Veterans Highway Underpass
Healthy Lifestyle, Holistic Health, Independence, Wellness Wedbesday

Wellness Wednesday: A Succssful Comeback

Sometimes it can be hard when we as human beings don’t see the number or the progress that we want to have. That is no different for one who is in a constant battle of losing weight. While at first, I was doing very well by not gaining any weight for around 15 weeks in a row, a halt arrived and It took me about a month to realize that I need to step up my game plan.

I want to say that this week at my weight loss support group that it came as a surprise that I had lost all the weight I gained over a month and then some. I had not been doing much walking and realize that my food choices had become a barrier to achieving my goal as well. I learned that you just waste liquid calories and not worry about them catching up with your weight challenge. My settling point was two-fold of why I needed to become more mindful of the liquids that I am putting in my body. One, as I mentioned last week was the harmful products that I learned that counteract with my medicine and lessen the ability to work, thus causing unwanted behavior.

The other I found earlier this week while surfing the web on my lunch period at work. It stated that drinking diet sodas and other beverages with artificial sweeteners increased your risk three-fold for stroke and doubled your chance at other ailments. As a man in his 30s who has spent the majority of his adult life consuming a superfluous mix of both calorized and diet beverages of the caffeinated variety and experienced a meltdown because of overconsumption of these beverages, realized the need to have to make the change for me, regardless of whether or not it helped the weight loss, I knew it had to be done so that I can keep the life I have in check and my mental health well.

I couldn’t say that it has been easy, but I have limited my beverage palate to caffeine-free sodas and the fact is that I want water or milk more than the pop and it can be a challenge for me to finish the pop where in the past I would just guzzle down the beverage without thinking. Now, I have to think “do I really want that?” because it really won’t give me that buzz that I was once used to and frankly I keep having thoughts of that meltdown that I had and I know I can’t go back on the caffeine. So, this is life now and as I have accepted many other things in my life for their value, like taking medicine, this too is something that has to be accepted. If I had listened to my parents all those years ago on both fronts before finally realizing that I should take their knowledge into consideration instead of just dismissing it because of the source.

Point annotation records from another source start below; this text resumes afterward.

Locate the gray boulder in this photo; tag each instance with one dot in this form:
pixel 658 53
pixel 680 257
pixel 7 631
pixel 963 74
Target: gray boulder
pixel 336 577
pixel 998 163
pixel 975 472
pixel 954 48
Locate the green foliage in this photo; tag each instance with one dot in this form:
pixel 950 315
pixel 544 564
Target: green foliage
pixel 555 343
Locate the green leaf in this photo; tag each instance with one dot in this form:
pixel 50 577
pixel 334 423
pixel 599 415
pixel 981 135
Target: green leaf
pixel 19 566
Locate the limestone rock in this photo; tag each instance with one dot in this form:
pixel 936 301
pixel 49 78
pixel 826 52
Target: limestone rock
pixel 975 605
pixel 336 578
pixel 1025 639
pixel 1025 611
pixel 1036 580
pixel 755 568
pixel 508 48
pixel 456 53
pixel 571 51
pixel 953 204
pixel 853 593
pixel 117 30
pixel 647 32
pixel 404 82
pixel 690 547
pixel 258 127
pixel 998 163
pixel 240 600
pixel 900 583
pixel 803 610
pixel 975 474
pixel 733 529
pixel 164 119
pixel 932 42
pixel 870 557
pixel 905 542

Over the past 12 days as I first limited my caffeine and then eliminated it two days later, except at small intervals. I have seen a change in myself back to an even more reserved self in my behavior. I am not the amplified person I still was as I am still taking my medicine, I don’t overly worry as much as I did, things are getting better, and I don’t get into other things that I feel like others are talking about me near as much.

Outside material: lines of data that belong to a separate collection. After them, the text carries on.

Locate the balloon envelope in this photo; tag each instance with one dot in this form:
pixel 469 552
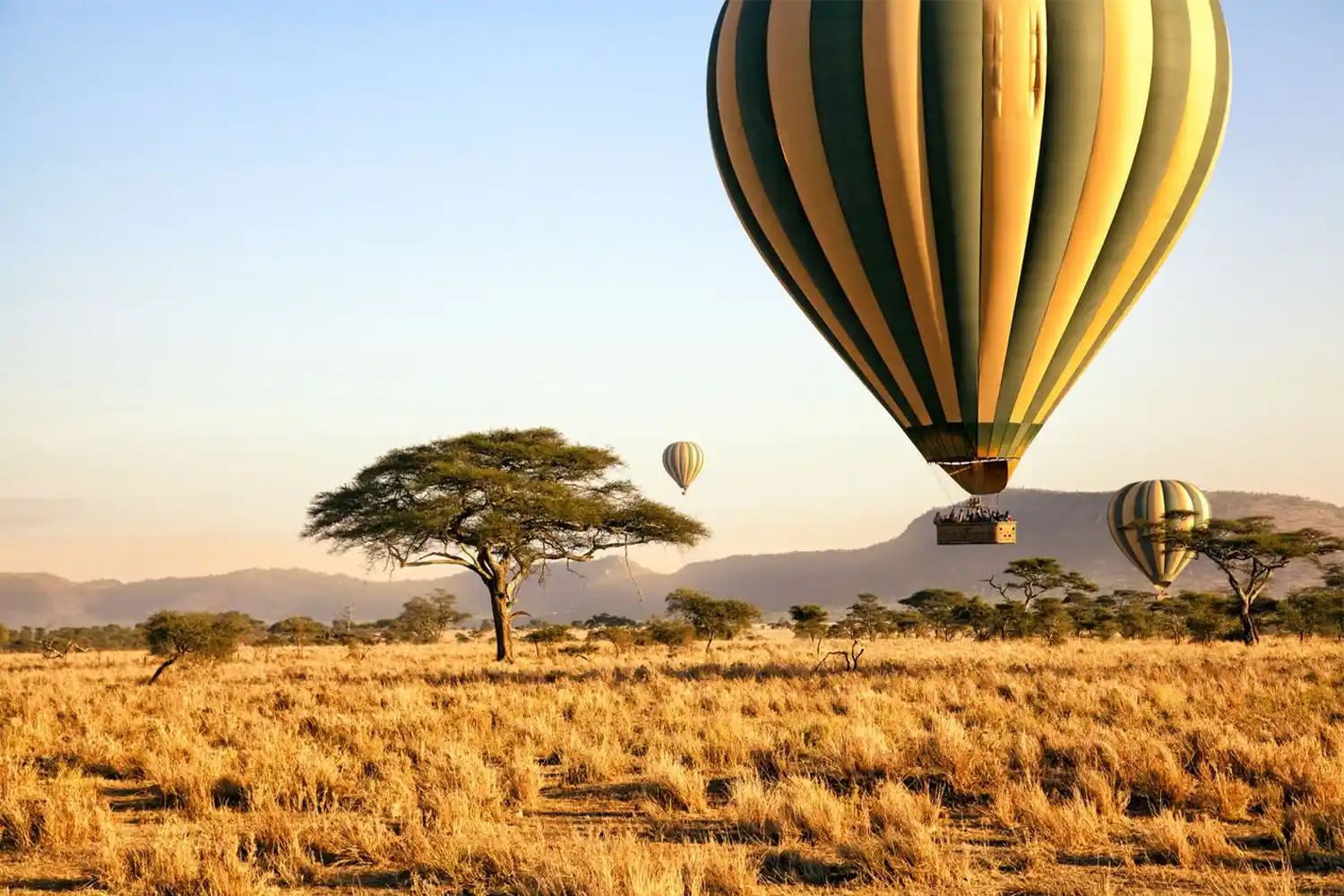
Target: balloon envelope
pixel 967 196
pixel 683 461
pixel 1150 501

It can be very hard to go out in public and see everyone else having high sugared, caffeinated and drinks, then I have to remember that we are all here to be different in our own unique way. Not having caffeine and artificial sweeteners is a part of my story that has to keep growing and learning even at 36. Sometimes you have to help yourself or you will dig your own grave, and I know I still have some work to do yet on improving my life before I meet my maker. I have goals and dreams as everyone should so they can be their best person. If you are struggling, reach out and get the help you need its there. Yes, there is going to be those pushers that want to taunt their way to what they think you want but you know you and what is best for your body. I guess that is what I had to accept because I am tired of flirting with disaster and want to beat the odds and stereotypes that people with autism and other behavioral and cognitive challenges face. I have to bounce back and be the example.